Pérez Galdós’ merit lies not only in documenting this period in his novels, but also in his way of doing so: with objectivity, with a comprehending and generous spirit, without taking sides ideologically, putting the ethical above the political, separating idealism from fanaticism, seeing the generosity and the misery in the hearts of both sides of the debates of the time. This is what stands out most when we read the plays, the novels, and the Episodes: a writer struggling to remain fair and impartial. His approach seems to freeze the Spain of his time in a sure objective gaze, immobilizing his subject to give a more faithful account of its nature.
This is the furthest thing imaginable from the obstinate, peremptory caricature of Galdós that we have come to know. He was a civil man, a liberal who in his old age supported the Republic; but more than a politician, and a representative in the Cortes, he was a decent and thoughtful man. When narrating a tumultuous period in Spain’s history, he strove to do so equitably and with detachment, singling out the good from the bad and recognizing the presence of both in friends as well as foes. The exception to this, perhaps, was his view of the frivolity of the upper and middle classes, particularly at the time of the Restoration; about this he was often implacable. Yet the general absence of moral censure confers an air of justice upon the National Episodes, from Trafalgar to Cánovas, and brings his readers very close to the writer.
He wrote as he did because he was a man of substance — muy buena gente, as we say in Peru. Not all writers are like that; some are quite the opposite. The differences in temperament have nothing to do with differences in talent. Pérez Galdós’ temperament was enriched by a spirit of fair-mindedness that made him lovable and credible. His remarkable composure gave his tales a certain stillness easily confused with immobility, as if his narratives were photographs.

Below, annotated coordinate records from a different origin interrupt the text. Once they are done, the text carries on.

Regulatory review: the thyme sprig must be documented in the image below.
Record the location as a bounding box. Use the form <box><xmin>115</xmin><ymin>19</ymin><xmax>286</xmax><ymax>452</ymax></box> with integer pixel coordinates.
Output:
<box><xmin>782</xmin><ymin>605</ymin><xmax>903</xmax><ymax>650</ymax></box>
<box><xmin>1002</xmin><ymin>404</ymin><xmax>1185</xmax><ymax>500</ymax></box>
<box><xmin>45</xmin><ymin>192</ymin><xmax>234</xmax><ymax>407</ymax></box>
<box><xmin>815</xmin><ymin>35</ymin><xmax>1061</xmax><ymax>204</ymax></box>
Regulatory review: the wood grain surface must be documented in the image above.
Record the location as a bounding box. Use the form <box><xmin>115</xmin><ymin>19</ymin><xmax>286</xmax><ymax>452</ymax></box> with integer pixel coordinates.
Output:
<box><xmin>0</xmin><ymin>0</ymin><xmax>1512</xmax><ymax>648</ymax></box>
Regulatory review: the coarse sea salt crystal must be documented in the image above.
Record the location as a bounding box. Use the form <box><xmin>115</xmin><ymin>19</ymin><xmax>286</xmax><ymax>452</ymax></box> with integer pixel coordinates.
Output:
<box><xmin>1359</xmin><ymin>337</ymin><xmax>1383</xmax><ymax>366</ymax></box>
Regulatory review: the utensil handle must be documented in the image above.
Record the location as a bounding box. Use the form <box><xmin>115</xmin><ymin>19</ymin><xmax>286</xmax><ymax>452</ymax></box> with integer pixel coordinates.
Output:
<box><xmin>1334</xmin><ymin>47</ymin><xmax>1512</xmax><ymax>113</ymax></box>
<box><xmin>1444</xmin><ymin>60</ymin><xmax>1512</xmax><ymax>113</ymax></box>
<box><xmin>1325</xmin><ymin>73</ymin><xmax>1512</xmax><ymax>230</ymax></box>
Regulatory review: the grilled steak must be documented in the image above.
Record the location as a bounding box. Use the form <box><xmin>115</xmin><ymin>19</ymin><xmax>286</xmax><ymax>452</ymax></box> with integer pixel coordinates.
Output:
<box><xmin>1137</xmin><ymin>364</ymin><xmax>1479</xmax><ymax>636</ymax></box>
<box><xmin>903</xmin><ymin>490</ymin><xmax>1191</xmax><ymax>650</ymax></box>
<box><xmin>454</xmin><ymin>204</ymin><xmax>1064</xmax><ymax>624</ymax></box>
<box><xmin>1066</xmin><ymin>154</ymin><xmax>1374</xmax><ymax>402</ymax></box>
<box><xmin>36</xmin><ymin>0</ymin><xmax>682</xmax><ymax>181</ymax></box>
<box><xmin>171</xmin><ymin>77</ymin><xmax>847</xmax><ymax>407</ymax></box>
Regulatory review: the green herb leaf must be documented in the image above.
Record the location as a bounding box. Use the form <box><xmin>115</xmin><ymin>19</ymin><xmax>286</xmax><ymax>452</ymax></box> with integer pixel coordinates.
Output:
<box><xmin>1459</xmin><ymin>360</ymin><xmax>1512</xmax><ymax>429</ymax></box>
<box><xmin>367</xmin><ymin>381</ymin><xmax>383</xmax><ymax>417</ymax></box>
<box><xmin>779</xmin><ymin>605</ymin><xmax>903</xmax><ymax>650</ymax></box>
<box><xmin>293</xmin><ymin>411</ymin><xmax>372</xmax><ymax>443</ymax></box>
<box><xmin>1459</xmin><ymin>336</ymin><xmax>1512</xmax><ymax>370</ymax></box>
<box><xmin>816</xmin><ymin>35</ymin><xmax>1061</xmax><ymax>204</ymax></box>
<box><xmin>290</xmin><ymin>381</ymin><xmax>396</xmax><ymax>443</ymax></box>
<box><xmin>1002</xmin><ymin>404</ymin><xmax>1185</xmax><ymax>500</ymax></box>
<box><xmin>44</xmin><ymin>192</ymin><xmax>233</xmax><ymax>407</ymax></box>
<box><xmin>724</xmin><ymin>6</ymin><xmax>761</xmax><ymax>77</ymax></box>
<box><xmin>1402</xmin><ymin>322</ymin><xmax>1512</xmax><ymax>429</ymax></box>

Something similar was the case in his private life. He was a lifelong bachelor, but his biographers have noted the presence of three long-term lovers and many other fleeting ones. The first, Lorenza Cobián González, a humble Asturian who gave birth to his daughter María (whom he recognized and made his sole heir), was illiterate, and he taught her to read and to write. His affair with the writer Emilia Pardo Bazán, a woman of passion (except when she wrote her novels), was rather torrid. “I will crush you,” she says to him in one of their letters. This may not have been only poetic license: this feminist writer appears to have been a devilish libertine in her private life. The last of the three was an apprentice actress, a good deal younger than him, named Concepción Morell Nicolau. Pérez Galdós supported her career in the theater, and to all appearances he behaved very badly toward her. It must be said that she was a difficult woman, and something of a cadger. Their breakup, which involved numerous friends, was drawn-out but diplomatic.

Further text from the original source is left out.